RAISE CAPITAL THROUGH CROWDFUNDING
At the Most Affordable Rate...
Exemptions from registration (Reg. CF and Reg. A)
Raise up to either (i) $1,070,000, or (ii) $50 million over 12 months
Issue free-trading shares (Reg. A)
Limited SEC disclosure
Limited financial statement requirements (Reg. CF and Reg. A Tier 1)
No PCAOB audit required (Reg. A Tier 2)
Non-accredited investors allowed
General solicitation allowed
For additional information on Reg. CF please click here
For additional information on Reg. A please click here
What are the general requirements to satisfy Crowdfunding as an exemption from registration?
Under Regulation Crowdfunding:
All transactions under Regulation Crowdfunding must take place through an SEC-registered intermediary such as a broker-dealer or a FINRA-registered funding portal. A list of all FINRA-registered funding portals can be found here.
Companies are allowed to raise an aggregate of $1,070,000 in a 12-month period.
Investors are limited in the amount they can invest in crowdfunding in a 12-month period.
SEC disclosure is required in a Form C and subsequent filings.
What are the benefits and downsides of using Regulation Crowdfunding as an exemption from registration?
The benefits to using a Regulation Crowdfunding exemption are as follows:
Issuers may offer and sell to investors who are not “accredited investors;”

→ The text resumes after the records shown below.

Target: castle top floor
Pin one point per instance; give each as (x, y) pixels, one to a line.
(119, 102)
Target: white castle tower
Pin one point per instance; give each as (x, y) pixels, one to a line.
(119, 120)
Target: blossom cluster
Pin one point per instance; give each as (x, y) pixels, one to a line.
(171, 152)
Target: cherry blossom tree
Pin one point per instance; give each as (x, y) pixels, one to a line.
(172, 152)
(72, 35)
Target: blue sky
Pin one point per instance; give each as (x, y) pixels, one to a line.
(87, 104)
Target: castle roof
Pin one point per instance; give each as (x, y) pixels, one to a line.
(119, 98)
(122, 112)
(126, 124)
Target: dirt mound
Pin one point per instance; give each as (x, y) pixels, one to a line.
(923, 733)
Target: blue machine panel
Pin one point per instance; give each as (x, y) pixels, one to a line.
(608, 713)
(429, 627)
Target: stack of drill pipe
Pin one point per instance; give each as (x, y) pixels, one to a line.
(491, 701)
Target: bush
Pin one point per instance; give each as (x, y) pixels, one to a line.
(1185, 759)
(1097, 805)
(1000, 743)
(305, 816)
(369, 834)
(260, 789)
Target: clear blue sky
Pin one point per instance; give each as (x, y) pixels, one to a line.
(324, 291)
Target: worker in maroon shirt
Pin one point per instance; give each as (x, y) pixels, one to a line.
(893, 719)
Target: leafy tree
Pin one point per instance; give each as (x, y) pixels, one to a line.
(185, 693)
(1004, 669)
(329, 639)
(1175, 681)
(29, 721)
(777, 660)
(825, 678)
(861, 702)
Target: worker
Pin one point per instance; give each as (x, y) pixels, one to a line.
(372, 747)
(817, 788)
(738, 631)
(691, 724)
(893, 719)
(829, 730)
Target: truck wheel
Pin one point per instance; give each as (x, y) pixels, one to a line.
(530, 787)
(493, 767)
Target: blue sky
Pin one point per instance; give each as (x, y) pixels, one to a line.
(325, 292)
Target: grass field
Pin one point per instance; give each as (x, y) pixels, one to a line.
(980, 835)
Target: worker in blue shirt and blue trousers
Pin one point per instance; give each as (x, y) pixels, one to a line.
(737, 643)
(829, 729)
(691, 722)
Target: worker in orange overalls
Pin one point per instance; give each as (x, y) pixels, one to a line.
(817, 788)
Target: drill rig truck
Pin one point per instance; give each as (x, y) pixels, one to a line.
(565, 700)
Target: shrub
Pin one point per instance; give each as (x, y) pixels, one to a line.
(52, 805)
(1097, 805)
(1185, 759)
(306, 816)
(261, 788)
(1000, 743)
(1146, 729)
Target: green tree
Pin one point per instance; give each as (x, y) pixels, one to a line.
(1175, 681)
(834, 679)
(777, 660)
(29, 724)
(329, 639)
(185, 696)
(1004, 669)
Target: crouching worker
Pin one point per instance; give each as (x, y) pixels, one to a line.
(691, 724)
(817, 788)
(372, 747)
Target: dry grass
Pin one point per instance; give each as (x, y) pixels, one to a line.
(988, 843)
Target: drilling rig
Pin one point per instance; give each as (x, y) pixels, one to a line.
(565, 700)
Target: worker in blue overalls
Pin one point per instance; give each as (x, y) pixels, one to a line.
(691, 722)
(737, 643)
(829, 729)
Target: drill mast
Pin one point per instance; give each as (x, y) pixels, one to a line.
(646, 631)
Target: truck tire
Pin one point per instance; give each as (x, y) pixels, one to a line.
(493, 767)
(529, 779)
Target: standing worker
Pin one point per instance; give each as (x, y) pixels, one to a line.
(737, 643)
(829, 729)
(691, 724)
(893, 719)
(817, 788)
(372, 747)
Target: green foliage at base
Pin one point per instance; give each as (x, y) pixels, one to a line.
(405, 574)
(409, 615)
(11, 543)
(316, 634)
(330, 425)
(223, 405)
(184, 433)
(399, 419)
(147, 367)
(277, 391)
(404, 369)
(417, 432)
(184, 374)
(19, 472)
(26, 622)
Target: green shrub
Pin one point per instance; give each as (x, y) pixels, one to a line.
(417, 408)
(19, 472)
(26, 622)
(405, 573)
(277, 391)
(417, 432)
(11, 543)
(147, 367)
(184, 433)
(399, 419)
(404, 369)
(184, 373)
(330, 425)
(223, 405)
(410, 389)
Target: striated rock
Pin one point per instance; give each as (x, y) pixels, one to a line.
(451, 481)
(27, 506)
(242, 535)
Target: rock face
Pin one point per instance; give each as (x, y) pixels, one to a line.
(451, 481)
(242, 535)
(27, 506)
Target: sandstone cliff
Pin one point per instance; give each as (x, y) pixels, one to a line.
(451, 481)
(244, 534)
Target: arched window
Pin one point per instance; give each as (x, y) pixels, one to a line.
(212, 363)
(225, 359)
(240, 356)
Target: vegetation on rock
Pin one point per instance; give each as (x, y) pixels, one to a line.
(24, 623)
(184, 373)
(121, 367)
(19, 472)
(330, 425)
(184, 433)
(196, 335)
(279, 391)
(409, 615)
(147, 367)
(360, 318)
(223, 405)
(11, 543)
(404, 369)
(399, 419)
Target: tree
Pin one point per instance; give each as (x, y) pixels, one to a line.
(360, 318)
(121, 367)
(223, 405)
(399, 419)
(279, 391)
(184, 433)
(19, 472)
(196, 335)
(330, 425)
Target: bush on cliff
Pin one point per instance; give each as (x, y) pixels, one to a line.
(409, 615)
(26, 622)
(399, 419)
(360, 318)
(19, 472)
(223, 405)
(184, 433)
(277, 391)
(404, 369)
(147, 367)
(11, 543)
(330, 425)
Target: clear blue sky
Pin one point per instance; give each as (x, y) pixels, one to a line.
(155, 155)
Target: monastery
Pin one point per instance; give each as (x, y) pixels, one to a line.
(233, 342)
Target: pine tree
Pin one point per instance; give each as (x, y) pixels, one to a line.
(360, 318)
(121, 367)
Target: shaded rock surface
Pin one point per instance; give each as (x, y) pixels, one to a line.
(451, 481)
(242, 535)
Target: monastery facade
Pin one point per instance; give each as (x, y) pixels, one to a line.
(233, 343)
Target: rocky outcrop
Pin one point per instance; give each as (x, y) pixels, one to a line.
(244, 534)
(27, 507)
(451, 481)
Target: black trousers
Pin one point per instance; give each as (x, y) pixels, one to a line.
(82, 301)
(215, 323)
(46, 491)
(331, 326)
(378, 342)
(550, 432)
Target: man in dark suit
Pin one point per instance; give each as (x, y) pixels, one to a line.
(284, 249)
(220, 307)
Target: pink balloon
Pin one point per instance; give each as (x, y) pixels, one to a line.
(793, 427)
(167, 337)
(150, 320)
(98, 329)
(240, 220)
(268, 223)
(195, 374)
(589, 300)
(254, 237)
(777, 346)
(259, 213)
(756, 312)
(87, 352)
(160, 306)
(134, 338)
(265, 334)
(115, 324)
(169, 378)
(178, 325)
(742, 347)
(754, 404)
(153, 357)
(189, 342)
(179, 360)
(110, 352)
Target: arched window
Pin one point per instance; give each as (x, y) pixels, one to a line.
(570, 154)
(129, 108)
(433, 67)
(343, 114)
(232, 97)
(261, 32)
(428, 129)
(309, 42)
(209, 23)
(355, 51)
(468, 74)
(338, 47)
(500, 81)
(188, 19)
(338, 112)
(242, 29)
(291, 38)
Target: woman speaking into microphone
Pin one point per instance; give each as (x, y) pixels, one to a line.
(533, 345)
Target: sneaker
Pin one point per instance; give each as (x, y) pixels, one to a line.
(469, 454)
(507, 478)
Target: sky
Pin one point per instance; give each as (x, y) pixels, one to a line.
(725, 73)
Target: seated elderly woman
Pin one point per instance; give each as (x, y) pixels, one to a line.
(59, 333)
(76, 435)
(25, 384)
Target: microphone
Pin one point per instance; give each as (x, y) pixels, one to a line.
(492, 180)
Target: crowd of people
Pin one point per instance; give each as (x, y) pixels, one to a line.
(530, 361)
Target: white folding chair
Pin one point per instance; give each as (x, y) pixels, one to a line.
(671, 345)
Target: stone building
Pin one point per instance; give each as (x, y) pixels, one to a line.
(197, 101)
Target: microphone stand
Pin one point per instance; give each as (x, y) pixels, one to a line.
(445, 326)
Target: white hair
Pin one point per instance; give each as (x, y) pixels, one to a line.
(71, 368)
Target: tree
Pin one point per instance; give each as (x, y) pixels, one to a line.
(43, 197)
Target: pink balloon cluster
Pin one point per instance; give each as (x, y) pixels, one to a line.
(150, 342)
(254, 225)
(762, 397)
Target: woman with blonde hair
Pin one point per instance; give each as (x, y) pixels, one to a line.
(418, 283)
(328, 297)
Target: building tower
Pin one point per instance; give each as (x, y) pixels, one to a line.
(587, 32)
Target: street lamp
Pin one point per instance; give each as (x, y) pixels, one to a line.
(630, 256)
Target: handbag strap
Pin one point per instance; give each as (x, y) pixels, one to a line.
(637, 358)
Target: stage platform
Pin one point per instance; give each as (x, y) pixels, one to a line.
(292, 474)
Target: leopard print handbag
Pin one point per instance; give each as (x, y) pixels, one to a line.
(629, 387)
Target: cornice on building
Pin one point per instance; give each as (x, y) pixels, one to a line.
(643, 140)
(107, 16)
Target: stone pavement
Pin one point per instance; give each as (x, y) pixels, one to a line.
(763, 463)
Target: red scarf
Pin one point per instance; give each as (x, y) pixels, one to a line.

Issuers may conduct concurrent private offerings (such as pursuant to Rule 506(c) of Regulation D);
Issuers are subject to limited SEC reporting requirements; and
Broadens issuer shareholder base.
The downsides to using a Regulation Crowdfunding exemption are as follows:
Offers and sales must be made through an intermediary;
Issuers relying on Regulation Crowdfunding must file a Form C with the SEC which must include financial statements;
Investors may only invest subject to certain limitations;
Securities sold in Regulation Crowdfunding offerings generally cannot be resold for one year;
Bad-actor disqualifications apply to Regulation Crowdfunding offerings; and
Investors who are not high net-worth individuals are not accustomed to investing in high-risk small companies which means they may require more attention than high net-worth individuals.